The United States and Iran entered a two-week conditional ceasefire on Tuesday evening, following a last-minute diplomatic intervention led by Pakistan. The agreement effectively cancelled an ultimatum from President Donald Trump, who had threatened to bomb Iranian power plants and bridges if the Strait of Hormuz remained closed.

Trump announced the suspension of military action just hours after posting on Truth Social: “A whole civilization will die tonight, never to be brought back again. I don’t want that to happen, but it probably will.” Reports indicated that American B-52 bombers were already en route to their targets before the diplomatic breakthrough was finalized.

According to the ceasefire terms, the U.S. will pause its military campaign for 14 days to allow for negotiations regarding a 10-point proposal submitted by Tehran. Trump stated, “Subject to the Islamic Republic of Iran agreeing to the COMPLETE, IMMEDIATE, and SAFE OPENING of the Strait of Hormuz, I agree to suspend the bombing and attack of Iran for a period of two weeks.”

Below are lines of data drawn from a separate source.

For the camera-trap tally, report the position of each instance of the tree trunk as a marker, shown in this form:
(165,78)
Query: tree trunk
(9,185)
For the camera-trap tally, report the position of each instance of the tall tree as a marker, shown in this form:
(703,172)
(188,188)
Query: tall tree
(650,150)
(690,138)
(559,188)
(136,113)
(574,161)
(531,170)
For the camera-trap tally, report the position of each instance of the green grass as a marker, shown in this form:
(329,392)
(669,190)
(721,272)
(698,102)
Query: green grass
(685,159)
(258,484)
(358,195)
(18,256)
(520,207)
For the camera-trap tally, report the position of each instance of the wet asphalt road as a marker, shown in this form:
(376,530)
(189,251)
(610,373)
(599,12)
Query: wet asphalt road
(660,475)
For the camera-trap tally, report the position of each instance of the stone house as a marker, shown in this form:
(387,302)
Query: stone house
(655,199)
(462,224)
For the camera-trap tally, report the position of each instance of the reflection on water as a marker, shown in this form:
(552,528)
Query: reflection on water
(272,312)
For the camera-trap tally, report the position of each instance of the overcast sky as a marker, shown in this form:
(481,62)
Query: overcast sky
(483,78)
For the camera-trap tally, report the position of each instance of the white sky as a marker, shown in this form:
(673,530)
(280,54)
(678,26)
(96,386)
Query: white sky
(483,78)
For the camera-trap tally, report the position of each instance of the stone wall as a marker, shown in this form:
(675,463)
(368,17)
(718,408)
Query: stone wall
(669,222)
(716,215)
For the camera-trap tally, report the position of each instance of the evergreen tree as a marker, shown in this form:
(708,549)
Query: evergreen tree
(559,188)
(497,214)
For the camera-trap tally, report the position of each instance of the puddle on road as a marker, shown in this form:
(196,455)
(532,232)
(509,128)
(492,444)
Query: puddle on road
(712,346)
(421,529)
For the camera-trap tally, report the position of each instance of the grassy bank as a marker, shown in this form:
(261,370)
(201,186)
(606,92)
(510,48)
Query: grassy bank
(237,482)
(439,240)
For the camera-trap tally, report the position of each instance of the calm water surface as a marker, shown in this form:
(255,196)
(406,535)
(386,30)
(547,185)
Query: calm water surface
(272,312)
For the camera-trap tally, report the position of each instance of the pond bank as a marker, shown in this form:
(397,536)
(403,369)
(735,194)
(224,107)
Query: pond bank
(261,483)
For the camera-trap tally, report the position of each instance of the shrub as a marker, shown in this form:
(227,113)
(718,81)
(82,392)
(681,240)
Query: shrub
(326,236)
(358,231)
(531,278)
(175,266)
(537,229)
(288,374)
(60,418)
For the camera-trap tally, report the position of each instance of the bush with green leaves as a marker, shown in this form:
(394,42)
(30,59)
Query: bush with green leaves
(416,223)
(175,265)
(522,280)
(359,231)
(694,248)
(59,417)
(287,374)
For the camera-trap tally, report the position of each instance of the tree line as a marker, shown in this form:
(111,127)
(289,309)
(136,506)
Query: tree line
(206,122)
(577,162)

Iranian Foreign Minister Abbas Araghchi confirmed the agreement shortly thereafter. “For a period of two weeks, safe passage through the Strait of Hormuz will be possible via coordinating with Iran’s Armed Forces,” Araghchi wrote in a formal statement. Axios reported that Israel has also agreed to the ceasefire, contingent upon the immediate cessation of the blockade of the strait.

Market volatility and institutional capital flows

The geopolitical tension surrounding the five-week conflict has significantly influenced global financial markets. While weekend gains for Bitcoin were largely erased as the Tuesday deadline approached, institutional investors signaled a shift in strategy. Bitcoin ETFs recorded $471.3 million in inflows on Monday, the largest single-day haul since February, according to SoSoValue data. BlackRock's IBIT led the surge with $181.9 million, followed by Fidelity’s FBTC and ARKB.

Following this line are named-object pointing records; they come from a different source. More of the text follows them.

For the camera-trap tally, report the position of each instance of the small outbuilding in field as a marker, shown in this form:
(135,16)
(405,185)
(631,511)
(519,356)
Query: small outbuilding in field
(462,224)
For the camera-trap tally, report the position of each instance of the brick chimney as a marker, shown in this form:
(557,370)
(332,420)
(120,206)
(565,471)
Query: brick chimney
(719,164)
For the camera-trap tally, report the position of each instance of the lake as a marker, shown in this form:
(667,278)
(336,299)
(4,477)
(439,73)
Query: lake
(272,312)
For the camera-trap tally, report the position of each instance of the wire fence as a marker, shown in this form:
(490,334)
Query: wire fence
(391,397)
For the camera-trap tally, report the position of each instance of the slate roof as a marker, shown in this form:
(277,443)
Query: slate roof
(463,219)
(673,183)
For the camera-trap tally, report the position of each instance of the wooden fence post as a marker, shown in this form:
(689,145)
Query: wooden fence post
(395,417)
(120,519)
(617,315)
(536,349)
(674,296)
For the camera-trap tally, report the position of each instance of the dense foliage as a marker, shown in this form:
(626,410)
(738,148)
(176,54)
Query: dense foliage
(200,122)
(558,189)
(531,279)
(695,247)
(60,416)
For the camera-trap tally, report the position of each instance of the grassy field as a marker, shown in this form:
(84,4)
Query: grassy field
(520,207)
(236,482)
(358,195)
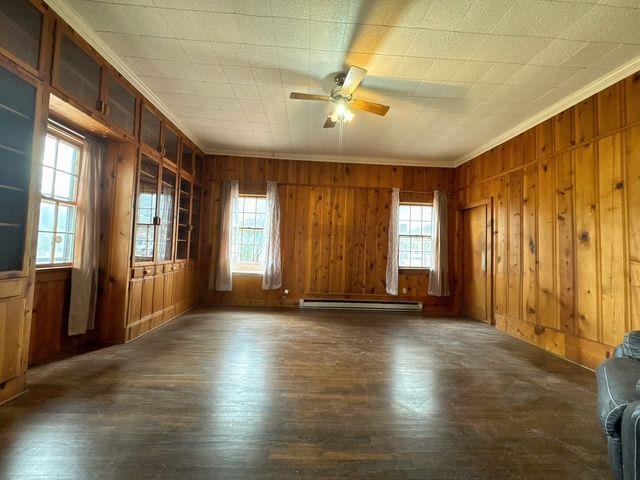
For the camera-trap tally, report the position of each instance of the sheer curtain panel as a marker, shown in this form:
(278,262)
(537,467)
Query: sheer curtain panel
(439,274)
(272,278)
(224,277)
(84,274)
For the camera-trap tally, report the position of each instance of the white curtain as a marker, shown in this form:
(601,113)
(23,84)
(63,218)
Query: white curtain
(84,275)
(224,277)
(392,252)
(272,278)
(439,274)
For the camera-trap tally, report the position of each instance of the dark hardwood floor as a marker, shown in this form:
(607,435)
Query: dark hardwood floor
(244,394)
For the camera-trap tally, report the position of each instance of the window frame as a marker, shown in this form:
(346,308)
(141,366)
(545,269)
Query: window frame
(408,268)
(244,268)
(78,143)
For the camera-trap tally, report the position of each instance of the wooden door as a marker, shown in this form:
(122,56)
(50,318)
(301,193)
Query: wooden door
(475,291)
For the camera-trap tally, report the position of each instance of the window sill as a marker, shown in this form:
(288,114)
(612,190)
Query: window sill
(413,270)
(50,268)
(246,273)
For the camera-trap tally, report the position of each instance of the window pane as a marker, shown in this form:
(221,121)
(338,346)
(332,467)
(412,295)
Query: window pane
(67,158)
(416,213)
(63,251)
(45,244)
(66,219)
(405,212)
(47,181)
(47,216)
(250,204)
(50,151)
(249,220)
(64,186)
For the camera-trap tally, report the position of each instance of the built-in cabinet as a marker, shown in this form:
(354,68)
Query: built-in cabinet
(142,281)
(20,110)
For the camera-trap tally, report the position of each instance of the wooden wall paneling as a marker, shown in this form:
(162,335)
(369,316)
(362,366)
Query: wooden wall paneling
(613,287)
(501,205)
(632,190)
(158,299)
(371,240)
(565,241)
(587,240)
(11,337)
(547,314)
(564,130)
(544,137)
(585,120)
(49,313)
(514,305)
(609,108)
(632,164)
(302,218)
(530,244)
(118,193)
(135,301)
(146,307)
(382,240)
(632,98)
(167,295)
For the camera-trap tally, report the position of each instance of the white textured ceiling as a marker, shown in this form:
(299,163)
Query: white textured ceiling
(456,73)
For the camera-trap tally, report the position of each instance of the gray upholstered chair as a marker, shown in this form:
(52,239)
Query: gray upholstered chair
(619,407)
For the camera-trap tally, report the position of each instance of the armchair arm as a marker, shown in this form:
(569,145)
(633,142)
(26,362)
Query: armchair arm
(630,435)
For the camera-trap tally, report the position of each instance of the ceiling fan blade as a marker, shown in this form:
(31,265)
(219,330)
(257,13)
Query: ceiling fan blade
(309,96)
(329,123)
(354,77)
(371,107)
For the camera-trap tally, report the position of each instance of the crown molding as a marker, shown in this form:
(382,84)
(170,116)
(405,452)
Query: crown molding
(406,162)
(589,90)
(75,21)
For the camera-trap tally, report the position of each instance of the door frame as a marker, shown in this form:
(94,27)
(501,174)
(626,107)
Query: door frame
(490,233)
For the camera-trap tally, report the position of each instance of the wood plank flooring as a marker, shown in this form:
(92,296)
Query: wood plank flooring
(244,394)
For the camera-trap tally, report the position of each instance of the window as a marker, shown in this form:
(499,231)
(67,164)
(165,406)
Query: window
(247,240)
(57,225)
(414,229)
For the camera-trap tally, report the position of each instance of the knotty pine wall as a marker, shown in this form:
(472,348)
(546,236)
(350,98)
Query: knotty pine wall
(566,234)
(334,228)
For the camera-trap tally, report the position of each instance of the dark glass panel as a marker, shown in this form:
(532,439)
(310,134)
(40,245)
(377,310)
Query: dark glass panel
(79,74)
(20,30)
(150,128)
(122,107)
(17,109)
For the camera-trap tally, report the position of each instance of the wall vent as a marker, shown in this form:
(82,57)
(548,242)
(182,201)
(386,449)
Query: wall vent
(361,305)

“Institutional positioning right now looks more like measured accumulation than a binary bet on geopolitics,” said Wenny Cai, founder and CEO of decentralized derivatives exchange SynFutures. Cai noted that the recent activity reflects a “structured allocation rather than chasing a near-term resolution of the Middle East conflict.”

Despite the ceasefire, oil prices remain elevated at $115.50 per barrel, reflecting a 110% increase since December 2025. Prediction market users on Myriad previously repriced the probability of increased traffic through the Strait of Hormuz before May from 43% to 68% as diplomatic talks stalled earlier in the week.

Separately, the broader digital asset market saw a $224 million rebound in exchange-traded product (ETP) inflows last week. Switzerland accounted for 70% of these global inflows, with XRP-linked products contributing more than half of the total volume.

As the diplomatic pause begins, technical analysts are shifting focus back to long-term protocol security. Grayscale’s research arm recently argued that the challenge of quantum-safe blockchains is primarily a governance issue rather than an engineering one. The report suggests that while the technical roadmap for quantum resistance is clear, achieving consensus on protocol changes—particularly regarding the handling of early Bitcoin holdings—remains a significant hurdle for the network.